The Bronze Age of 2000 BC throws up Barb and Tang and Leaf-shaped Arrowheads, knives and scrapers. Examples of these were shown on film. In 1872 an excavation of Two-Barrows on Hameldown produced a Hilt (Pommel) decorated with semi-precious stones and gold pins, this was deposited in Plymouth Museum but lost during the blitz of World War 2. The decomposed blade was also found and as a result a copy of what the dagger originally looked like has been created. The Reeves on Dartmoor of the Middle Bronze Age first examined by Gawne and Summers-Cox in 1960, and more recently by Jeremy Butler in his series of five books, show how much of Dartmoor was being cultivated and managed by man. The field system is immense with about 10,000 acres being covered by them on the open moors. 5000 hut circles have been recorded including 93 in the Widecombe parish. Recent excavations at Bellever of a hut circle, that came to light after several trees were blown down, has shown up much to interest the archaeologist. Paving stones inside the doorway, eleven post holes that held posts to carry the roof structure and items of interest. A reconstruction of a bronze age round house at Heatree has been carefully done and helps create the feeling of what a structure of that era looked like.

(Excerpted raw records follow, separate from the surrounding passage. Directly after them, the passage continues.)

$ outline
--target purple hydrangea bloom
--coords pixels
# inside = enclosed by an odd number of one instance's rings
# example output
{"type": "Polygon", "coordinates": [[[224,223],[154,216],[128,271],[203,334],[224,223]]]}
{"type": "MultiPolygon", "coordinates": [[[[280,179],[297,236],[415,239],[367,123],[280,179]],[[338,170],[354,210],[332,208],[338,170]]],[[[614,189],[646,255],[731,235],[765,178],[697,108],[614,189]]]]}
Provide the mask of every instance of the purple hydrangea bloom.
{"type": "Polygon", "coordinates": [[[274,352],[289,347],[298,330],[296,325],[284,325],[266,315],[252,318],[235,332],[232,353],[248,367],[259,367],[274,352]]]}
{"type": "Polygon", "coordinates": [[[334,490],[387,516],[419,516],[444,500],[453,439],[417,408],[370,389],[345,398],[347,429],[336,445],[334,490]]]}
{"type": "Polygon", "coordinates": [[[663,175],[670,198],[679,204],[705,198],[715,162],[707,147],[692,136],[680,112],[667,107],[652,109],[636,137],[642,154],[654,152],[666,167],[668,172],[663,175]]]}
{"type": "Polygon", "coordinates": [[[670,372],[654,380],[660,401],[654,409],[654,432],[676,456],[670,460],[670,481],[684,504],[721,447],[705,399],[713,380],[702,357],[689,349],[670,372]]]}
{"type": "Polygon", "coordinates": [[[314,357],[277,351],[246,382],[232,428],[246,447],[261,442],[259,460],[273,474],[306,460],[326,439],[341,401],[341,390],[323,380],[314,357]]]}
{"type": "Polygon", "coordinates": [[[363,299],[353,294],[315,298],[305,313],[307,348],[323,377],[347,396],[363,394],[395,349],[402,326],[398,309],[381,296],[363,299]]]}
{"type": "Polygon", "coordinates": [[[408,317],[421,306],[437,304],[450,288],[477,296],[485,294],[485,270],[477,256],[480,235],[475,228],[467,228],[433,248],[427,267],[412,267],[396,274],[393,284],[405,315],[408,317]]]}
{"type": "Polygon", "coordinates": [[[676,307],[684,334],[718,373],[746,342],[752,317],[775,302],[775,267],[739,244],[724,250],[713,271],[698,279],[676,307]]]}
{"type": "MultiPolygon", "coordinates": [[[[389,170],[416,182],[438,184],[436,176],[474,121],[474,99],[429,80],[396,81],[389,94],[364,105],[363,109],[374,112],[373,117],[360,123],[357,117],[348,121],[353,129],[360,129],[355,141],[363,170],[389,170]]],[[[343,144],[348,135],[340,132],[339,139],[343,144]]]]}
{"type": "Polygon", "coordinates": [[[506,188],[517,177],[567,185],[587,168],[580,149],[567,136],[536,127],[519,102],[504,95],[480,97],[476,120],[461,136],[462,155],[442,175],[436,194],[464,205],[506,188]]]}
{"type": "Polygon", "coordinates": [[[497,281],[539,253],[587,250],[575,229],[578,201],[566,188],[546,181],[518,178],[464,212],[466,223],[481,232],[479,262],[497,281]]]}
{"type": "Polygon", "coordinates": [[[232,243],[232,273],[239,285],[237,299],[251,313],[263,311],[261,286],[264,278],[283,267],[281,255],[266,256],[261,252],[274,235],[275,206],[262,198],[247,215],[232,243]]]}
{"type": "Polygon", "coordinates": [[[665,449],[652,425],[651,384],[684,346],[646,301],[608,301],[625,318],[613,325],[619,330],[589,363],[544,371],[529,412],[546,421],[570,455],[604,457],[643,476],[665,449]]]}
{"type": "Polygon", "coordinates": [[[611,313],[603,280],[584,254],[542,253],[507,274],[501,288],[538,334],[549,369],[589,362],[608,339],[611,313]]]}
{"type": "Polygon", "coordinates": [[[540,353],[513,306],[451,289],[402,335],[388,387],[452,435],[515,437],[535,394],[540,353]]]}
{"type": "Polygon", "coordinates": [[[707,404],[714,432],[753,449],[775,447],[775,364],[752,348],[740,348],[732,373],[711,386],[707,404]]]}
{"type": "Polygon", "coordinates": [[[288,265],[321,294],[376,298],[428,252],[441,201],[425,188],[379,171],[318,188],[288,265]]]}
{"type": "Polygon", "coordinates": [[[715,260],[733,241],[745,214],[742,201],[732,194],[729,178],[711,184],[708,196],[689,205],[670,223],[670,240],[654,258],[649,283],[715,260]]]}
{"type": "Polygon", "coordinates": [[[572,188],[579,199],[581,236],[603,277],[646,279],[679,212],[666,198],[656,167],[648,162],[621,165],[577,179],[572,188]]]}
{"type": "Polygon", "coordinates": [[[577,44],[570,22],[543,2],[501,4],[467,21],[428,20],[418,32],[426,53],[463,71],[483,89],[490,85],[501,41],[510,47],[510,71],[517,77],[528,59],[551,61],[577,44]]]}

Dartmoor seems to have been abandoned in the 14thC due perhaps to the Black Death when up to one half of the population died. Did moorland people then move down to the more productive grounds at lower levels?
In 1896 Foales Arrish was excavated and some pottery of the Iron Age period was found. Rev Baring Gould was one of the group that undertook this work. It has been claimed by some archaeologists that the centre of Widecombe including the church and churchyard could be reminiscent of Romano British era and influence. In the 10C the population of Britain was 1.1 Million. By 14C it had risen to 4 million. The Great Pestilence (The Black Death) of the mid 14C, when up to half of the population died led to the abandonment of many Medieval farmsteads like Hutholes (in Jordan Manor), and the one at Houndtor. He also mentioned Dinah Clerks at Shallowford, and Blackaton Village (now difficult to trace due to agricultural activity). Minter cleared the site at Hutholes in 1966 and information boards are now there to explain the site. Mason Phillips did a great deal of recording at Blackaton in the 1960s his records are invaluable now. Boundary stones were mentioned showing parish and manorial boundaries. The importance of crosses on the moor used amongst other things as way markers. Stentiford cross near Whitegate was mentioned with R. M. engraved on it and the question of whether there are letters engraved on the re-erected Oldsbrim cross was raised. Industrial workings on Dartmoor also featured in Andy’s talk. Tin streaming and open cast mining with the associated wheel pits, stamping (knacking) Mills and blowing houses and the associated mortar stones mould stones many still visible on the moors. He also mentioned the sad fact that several have been removed over the years but now many have had a microchip attached by DNPA in an effort to make them secure and of course traceable if stolen today. The other industries of agriculture and the importance of cattle and sheep on the moors for control of grazing. The wealth of the wool industry is shown in the magnificent churches around Dartmoor and the farming of rabbits (Warrening), remnants of these activities can still be found, and Dartmoor is still revealing more of its history as ‘new’ finds come to life. The stone row recently discovered by Dr. Tom Greeves at Cut Hill being just one example.